5. Plan de recherche.
Notre mémoire sera organisé en quatre chapitres.
Dans un premier temps, nous situerons notre recherche par rapport à la théorie de
l’enseignement de la culture en FLE. Ces références serviront à trouver une approche
adéquate pour l’enseignement des éléments culturels étrangers. Nous présenterons
également les potentialités générales des TIC en termes d’enseignement/apprentissage des
langues, en nous basant sur certains experts du domaine.

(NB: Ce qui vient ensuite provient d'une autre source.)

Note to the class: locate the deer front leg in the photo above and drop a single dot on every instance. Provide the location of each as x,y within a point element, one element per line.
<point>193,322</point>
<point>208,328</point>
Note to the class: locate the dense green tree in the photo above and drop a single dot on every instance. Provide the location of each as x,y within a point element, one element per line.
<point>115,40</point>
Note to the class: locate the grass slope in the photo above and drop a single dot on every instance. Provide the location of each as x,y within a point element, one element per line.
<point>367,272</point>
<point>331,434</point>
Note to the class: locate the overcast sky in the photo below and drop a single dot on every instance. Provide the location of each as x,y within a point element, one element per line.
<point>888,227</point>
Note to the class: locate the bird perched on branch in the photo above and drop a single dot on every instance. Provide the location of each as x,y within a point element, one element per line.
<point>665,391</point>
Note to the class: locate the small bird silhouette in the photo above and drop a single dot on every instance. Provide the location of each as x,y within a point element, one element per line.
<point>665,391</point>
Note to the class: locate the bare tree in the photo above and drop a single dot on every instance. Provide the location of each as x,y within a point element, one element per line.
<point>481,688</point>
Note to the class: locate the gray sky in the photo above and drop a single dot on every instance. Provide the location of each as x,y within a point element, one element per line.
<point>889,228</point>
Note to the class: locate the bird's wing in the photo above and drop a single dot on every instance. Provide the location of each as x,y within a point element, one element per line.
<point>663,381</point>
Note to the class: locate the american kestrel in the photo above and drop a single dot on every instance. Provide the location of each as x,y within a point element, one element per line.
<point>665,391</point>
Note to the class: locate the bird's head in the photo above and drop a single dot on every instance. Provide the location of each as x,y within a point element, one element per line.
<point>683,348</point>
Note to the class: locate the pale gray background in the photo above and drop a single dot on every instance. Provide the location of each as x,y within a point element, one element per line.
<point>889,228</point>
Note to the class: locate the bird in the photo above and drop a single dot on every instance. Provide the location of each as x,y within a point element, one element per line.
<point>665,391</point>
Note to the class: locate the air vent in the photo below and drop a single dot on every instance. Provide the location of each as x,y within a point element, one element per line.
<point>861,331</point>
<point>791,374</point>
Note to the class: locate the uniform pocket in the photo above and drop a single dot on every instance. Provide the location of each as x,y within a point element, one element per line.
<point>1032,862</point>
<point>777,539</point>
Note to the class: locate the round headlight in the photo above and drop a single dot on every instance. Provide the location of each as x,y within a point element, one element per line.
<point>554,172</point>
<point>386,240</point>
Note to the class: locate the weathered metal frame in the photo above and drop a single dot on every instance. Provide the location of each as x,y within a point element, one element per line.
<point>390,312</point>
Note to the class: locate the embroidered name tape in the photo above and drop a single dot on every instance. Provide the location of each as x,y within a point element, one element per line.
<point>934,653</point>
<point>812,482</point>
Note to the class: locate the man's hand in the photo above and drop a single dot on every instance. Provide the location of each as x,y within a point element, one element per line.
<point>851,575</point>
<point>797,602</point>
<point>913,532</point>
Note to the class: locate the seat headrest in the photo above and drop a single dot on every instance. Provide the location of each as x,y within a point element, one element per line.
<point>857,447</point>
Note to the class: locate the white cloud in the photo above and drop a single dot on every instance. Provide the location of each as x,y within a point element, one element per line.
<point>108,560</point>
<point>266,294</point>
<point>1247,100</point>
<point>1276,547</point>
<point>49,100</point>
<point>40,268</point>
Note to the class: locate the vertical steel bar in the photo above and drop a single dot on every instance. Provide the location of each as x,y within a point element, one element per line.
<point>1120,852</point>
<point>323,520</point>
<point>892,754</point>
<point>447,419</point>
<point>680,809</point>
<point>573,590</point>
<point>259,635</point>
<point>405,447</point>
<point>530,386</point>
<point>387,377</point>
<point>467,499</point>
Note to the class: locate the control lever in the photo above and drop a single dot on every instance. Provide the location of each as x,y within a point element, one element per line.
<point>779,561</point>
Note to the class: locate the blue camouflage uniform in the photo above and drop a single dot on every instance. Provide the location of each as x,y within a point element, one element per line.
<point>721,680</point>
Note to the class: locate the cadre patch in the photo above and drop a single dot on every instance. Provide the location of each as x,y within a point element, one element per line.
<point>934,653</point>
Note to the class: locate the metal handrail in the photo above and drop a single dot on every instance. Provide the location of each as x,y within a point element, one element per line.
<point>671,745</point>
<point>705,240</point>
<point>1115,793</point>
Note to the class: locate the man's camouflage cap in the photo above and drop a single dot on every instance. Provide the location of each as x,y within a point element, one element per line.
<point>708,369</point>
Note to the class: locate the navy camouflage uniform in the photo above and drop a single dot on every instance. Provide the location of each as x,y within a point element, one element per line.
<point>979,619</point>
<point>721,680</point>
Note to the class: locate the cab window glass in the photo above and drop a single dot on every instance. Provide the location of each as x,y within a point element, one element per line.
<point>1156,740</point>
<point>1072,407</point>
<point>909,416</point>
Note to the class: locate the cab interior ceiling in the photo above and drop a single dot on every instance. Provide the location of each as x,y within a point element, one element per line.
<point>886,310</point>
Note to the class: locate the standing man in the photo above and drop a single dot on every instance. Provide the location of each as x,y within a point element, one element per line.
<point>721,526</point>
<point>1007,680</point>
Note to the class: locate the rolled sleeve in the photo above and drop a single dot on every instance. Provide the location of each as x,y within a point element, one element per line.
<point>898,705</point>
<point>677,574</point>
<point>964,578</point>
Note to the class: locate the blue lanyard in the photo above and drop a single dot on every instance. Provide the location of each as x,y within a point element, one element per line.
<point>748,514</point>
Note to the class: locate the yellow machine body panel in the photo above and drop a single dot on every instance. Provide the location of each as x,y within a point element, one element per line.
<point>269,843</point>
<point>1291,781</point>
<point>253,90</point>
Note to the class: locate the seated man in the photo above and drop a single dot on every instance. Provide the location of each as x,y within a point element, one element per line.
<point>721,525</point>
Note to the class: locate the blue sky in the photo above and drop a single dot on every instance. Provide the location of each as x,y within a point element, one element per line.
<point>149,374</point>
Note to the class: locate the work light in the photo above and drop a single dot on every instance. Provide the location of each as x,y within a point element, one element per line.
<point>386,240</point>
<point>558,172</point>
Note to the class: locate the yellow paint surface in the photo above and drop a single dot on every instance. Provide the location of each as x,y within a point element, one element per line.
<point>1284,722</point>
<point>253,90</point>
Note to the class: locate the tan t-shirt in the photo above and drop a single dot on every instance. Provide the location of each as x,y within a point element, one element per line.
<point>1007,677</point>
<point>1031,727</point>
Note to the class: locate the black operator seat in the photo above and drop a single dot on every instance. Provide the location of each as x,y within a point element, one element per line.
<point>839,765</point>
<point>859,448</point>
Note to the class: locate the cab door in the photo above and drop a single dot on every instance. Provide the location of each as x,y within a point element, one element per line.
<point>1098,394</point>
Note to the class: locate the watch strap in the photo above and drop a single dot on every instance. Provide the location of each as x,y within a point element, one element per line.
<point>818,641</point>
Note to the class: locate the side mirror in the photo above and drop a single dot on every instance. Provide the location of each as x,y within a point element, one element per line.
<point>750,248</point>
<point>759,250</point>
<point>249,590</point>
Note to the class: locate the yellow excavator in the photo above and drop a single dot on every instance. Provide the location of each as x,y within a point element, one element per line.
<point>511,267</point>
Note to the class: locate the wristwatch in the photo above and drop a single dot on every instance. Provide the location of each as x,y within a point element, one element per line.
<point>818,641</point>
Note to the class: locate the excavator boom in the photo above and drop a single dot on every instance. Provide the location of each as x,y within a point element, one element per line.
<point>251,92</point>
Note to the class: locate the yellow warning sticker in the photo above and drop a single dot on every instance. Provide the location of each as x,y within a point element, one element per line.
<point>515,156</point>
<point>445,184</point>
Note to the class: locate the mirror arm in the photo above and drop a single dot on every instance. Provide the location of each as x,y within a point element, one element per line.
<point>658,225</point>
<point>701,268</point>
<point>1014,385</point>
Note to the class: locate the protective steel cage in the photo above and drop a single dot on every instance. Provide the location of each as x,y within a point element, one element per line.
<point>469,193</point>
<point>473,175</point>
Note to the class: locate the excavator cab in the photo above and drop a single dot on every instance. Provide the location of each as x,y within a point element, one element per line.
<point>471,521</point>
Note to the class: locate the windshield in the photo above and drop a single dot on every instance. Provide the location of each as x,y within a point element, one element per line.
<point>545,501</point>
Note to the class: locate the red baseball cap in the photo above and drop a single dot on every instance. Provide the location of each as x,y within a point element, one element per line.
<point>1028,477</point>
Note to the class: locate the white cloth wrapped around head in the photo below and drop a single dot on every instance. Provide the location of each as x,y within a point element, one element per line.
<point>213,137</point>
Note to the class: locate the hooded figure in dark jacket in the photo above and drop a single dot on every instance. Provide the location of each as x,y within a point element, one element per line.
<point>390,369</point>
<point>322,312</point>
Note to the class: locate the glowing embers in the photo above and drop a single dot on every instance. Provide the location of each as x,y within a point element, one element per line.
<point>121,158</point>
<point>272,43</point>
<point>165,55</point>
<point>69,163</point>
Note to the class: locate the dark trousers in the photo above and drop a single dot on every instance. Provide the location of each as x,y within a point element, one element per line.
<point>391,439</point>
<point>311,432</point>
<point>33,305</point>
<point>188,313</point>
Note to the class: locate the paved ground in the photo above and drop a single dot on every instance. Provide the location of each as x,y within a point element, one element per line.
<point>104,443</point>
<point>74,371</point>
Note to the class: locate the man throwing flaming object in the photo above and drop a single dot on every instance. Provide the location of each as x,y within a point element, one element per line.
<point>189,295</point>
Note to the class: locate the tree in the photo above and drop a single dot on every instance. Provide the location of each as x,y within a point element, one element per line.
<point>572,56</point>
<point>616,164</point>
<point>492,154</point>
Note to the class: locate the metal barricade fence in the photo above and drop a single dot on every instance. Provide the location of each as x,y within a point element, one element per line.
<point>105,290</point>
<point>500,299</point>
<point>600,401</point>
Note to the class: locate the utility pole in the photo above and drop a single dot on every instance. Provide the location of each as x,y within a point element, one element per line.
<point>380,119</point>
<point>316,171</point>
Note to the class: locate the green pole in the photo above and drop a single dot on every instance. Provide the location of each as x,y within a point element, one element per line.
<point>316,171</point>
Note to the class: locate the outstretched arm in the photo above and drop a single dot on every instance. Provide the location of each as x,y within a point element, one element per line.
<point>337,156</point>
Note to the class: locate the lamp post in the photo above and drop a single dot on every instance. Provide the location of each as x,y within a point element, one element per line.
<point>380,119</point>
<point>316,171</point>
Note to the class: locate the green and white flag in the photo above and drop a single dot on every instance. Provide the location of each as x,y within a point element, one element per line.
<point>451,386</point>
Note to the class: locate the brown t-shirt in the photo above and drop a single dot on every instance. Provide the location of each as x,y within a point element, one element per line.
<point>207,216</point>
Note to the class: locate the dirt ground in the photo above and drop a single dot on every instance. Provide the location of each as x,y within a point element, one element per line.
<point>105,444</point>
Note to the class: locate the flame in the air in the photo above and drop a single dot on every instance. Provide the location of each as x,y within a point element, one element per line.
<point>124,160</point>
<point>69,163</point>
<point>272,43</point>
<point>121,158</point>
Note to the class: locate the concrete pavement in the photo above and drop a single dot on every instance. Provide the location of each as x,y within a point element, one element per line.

Ensuite, pour une recherche contextualisée ciblée relative à notre sujet, le deuxième
chapitre visera à faire état du contexte de l’enseignement des éléments culturels au
Département de Langue et de Civilisation françaises. Nous analyserons, dans un troisième
temps, l’apport des TIC dans l’enseignement de la compétence culturelle en FLE. Nous
commencerons ce chapitre par une observation de l’état actuel de l’utilisation des
technologies dans l’enseignement de la compétence culturelle au Département de Langue et
de Civilisation français, Ecole supérieure de Langues Etrangères: place actuelle des
technologies, difficultés rencontrées au cours de cette utilisation. Nous examinerons ensuite
les potentialités des TIC adéquates à l’enseignement de la compétence culturelle.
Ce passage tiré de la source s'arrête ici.